Sacha Calmon
Martin Page relata muito bem o desabamento do império português: “D. João III herdou uma enorme Corte, engrossada por aqueles que tinham recebido do pai dele novos títulos de nobreza, por centenas de colaboradores recrutados com direito a pensão e salário fixos, e até camponeses, que, abordando-o de surpresa, quando ele se deslocava pelo país, lhe desfiavam um tal rosário de desgraças que o Rei os mandava ir para Lisboa, onde lhes dava cargos remunerados que envolviam pouco trabalho. Boa parte do campo, cada vez mais despovoado pela praga, encontrava-se em pousio. A maioria dos alimentos era importada”. Corsários huguenotes, vindos dos portos do oeste de França e os já tradicionais piratas ingleses com títulos de “sir”, como Drake, infestaram os Açores, na encruzilhada entre o Atlântico Norte e Sul. Durante o reinado de D. João III capturaram mais de 300 barcos portugueses. Ao venderem as especiarias e as pedras preciosas em concorrência desleal, fizeram baixar de tal modo os preços que os portugueses pouco conseguiam lucrar.

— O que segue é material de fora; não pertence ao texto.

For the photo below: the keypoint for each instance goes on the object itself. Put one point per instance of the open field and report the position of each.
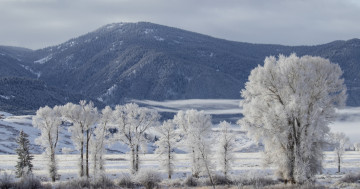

Os lucros auferidos ficavam quase todos nas mãos dos concessionários privados, enquanto o Estado era obrigado a aguentar a despesa de uma marinha de guerra enorme. Quase todos os ricos, em Portugal, tinham sido isentos pelo Rei D. Manuel de pagar impostos. D. João III, na impossibilidade de cobrar tais impostos, começou a vender títulos do Tesouro no mercado financeiro de Antuérpia, sendo os juros liquidados através da emissão de novos títulos. “Deparam-se-me inúmeras razões para desesperar”, escreveu-lhe, na altura, o tesoureiro real. O rating de crédito de Portugal caiu de tal maneira que os banqueiros, em Antuérpia, exigiram uma taxa de juro de 25% ao ano. Quando D. João morreu, em 1557, os títulos portugueses do Tesouro tinham-se tornado naquilo que nos mercados financeiros atuais é conhecido por distressed paper, ou seja, mudavam de mãos quando se arranjava um comprador para a sua totalidade, com deságio.
Ao todo, 500 navios largaram de Portugal, transportando 24000 homens, incluindo quatro regimentos do Alentejo, 2000 mercenários, 1000 flibusteiros andaluzes – contra as ordens expressas do seu Rei –, 1500 soldados de cavalaria e ainda mil carroças destinadas a carregar os despojos de uma invasão programada para a maior glória de Deus. Mesmo quando a força de invasão atingiu a costa marroquina em Arzila, o ambiente continuava a ser de festa. Com eles iam ainda cerca de 6000 seguidores, de mulheres nobres a prostitutas de Lisboa, lacaios, mordomos, criados particulares e sacerdotes.
Estava-se em Agosto de 1578. Após cinco dias, exaustos, mal alimentados, sem água e obrigados a enfrentar o calor abrasador do verão, encontraram pela frente um exército muçulmano bem alimentado e municiado, pronto para a batalha. A infantaria muçulmana tinha o dobro dos efetivos da infantaria de D. Sebastião e a sua cavalaria era dez vezes superior. Contavam, ainda, com 7000 arqueiros e fileiras de canhões. Passadas poucas horas, tinham já morrido cerca de 15000 efetivos do exército de D. Sebastião, incluindo o próprio Rei. Os muçulmanos capturaram mais de 8000, incluindo a maioria dos seguidores, que foram vendidos como escravos. Menos de 1000 conseguiram fugir para Tanger, de onde regressaram de barco a Portugal.
Assumiu o trono o cardeal D. Henrique, tio-avô de D. Sebastião, o primeiro na linha de sucessão. Enviou para Roma uma petição ao Papa, pedindo licença para casar, já que, dada a sua idade avançada e sem herdeiro, seria o fim da grande dinastia real da Casa de Avis. O cardeal morreu, entretanto, antes de o Papa concluir as suas deliberações. Filipe II, o novo Rei de Espanha, enviou um pequeno exército a Lisboa, sob o comando do duque de Alba reclamando como herdeiro o trono. Os cidadãos, indefesos, renderam-se. Portugal passava para o domínio espanhol, com todas as terras e entrepostos comerciais do ultramar, inclusive o Brasil.